Pourtant, les hautes écoles ont raison d’insister pour être suffisamment dotées en moyens financiers. En effet, tous les crédits précédemment votés par le Parlement fédéral pour financer la formation et la recherche ont subi redimensionnements et rabottages au nom d’une rigueur budgétaire déraisonnable pour un pays dont la formation est la principale, si ce n’est l’unique matière première. Lors des deux exercices précédents, la quasi-totalité de la classe politique (à l’exception notable de l’UDC qui se fiche totalement de la formation et de la recherche) avait chanté les louanges d’une Suisse qui prend son avenir en main, mise sur sa matière grise et investit en faveur des emplois de demain. Une fois ces discours de cantine terminés, le dogme des caisses vides était revenu en force et tous les crédits avaient été, chaque année, soumis au «blocage de crédits» et avaient fondu comme neige au soleil, alors qu’ils étaient initialement insuffisants. Par exemple, en 2006, il aurait fallu augmenter les dépenses de la Confédération en matière de formation professionnelle de +8% afin qu’elle soit en mesure de tenir ses engagements découlant de la nouvelle loi sur la formation professionnelle. Or, le crédit finalement voté ne prévoyait que +6% d’augmentation, soit à peine de quoi maintenir le statu quo, malgré les énormes difficultés que connaissait et connaît encore le marché des places d’apprentissage. Adieu donc rêves d’investissements, belles promesses et perspectives d’amélioration de la situation!
La revendication des hautes écoles est donc tout à fait justifiée. Elle permet aussi de mettre les élu-e-s qui prétendent soutenir la formation devant leurs responsabilités. On ne peut pas vouloir un pays à la pointe de l’innovation sans vouloir en payer le prix.

04/05/2009

Belle résistance des étudiant-e-s contre la hausse des taxes

Les taxes universitaires sont le moyen le plus efficace pour faire des études supérieures un privilège. Et de diminuer le nombre d'étudiant-e-s. Les milieux économiques, economiesuisse (ainsi que son organisation de paille avenir suisse et autres dérivés) en tête, reviennent donc fréquemment à la charge avec des propositions de hausse des taxes. Avec des justifications diverses, allant de "y faut faire comme les unis américaines" au "ce qui est gratuit ne vaut rien", en passant par "c'est pas juste que les étudiant-e-s des unis payent si peu alors que le titulaire d'un CFC doit payer de sa poche des dizaines de milliers de francs pour faire une maîtrise". Généralement, ce genre d'argument mal ficelé ne prend pas. Les étudiant-e-s se défendent et le public se rend bien compte que, dans un pays dont l'unique matière première est la qualité de sa formation, en limiter l'accès équivaut à se tirer une balle dans le pied.

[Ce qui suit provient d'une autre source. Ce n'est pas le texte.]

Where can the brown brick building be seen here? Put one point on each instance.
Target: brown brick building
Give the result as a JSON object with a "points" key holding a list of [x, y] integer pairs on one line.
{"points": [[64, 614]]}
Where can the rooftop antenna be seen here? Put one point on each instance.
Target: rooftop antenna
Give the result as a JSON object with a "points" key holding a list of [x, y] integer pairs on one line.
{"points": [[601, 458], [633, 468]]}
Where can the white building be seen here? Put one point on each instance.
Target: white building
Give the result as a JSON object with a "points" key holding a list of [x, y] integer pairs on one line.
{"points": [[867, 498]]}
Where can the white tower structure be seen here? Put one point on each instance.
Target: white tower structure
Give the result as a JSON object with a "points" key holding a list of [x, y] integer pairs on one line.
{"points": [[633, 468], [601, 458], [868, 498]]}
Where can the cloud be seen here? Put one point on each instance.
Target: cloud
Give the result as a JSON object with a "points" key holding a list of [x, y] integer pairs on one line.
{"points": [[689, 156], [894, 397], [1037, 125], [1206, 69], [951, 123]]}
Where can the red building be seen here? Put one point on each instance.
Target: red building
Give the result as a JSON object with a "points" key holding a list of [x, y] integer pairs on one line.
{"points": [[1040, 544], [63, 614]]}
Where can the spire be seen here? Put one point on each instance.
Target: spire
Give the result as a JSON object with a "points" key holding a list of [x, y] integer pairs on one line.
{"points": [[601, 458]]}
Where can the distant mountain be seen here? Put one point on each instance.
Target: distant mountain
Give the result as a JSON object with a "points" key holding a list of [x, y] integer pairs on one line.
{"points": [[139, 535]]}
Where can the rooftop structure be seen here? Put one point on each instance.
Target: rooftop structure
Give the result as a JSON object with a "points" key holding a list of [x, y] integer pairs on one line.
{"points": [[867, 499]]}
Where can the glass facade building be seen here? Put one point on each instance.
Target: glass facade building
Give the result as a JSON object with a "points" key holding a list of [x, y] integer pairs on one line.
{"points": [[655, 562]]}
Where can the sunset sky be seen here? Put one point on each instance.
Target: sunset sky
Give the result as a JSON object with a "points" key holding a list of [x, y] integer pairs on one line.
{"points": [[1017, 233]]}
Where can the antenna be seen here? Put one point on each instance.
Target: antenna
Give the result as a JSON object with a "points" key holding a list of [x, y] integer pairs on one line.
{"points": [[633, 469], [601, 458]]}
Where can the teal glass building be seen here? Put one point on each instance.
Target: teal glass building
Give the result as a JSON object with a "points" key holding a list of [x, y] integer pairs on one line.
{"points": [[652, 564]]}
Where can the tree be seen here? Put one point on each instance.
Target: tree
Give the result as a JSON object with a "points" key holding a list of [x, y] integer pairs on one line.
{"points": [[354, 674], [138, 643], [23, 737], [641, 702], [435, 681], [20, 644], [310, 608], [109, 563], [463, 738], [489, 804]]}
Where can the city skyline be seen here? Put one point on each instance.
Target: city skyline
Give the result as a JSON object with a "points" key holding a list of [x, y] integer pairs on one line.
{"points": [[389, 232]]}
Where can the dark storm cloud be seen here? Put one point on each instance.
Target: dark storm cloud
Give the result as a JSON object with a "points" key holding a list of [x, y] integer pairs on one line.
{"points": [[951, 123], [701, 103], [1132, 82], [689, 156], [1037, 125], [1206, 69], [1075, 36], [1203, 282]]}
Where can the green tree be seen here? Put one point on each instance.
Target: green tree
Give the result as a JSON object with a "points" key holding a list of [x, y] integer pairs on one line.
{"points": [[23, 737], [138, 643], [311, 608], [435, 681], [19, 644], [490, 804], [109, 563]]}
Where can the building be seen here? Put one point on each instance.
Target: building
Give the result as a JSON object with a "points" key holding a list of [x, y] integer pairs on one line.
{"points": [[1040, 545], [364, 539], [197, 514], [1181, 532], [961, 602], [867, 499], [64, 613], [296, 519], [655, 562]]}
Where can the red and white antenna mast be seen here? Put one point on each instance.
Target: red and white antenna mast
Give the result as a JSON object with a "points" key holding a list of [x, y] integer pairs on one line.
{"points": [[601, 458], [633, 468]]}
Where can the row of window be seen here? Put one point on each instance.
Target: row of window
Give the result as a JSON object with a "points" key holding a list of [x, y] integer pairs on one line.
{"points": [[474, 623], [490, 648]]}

Les partisans des taxes ont donc trouvé un autre argument, censé faire mouche, car prétendument "solidaire": "il faut augmenter les taxes pour financer les bourses d'études, car elles sont trop basses". Charles Kleiber, alors secrétaire d'Etat à la science et la recherche l'avait prôné en son temps et les adversaires de la démocratisation des études avaient applaudi. Et même reçu le soutien de l'AES, organisation d'étudiant-e-s judicieusement créée par M. Kleiber, aujourd'hui disparue. Tout ce beau monde y voyait enfin l'occasion d'évacuer la question des bourses d'études, ces milieux refusant de les augmenter, de les harmoniser, ou souhaitant les transformer en prêts (c'était avant que le surendettement des ménage ne ruinent les banques états-uniennnes...).

Malheureusement, l'EPFL a récemment repris l'idée. Toujours avec cet argument quasi-philanthropique des "étudiants qui aident les étudiants". Fort heureusement, l'Agepoly, membre de l'UNES, se défend avec une pétition qui a recueilli plus de 2000 signatures. Espérons que cette démarche sera couronnée de succès!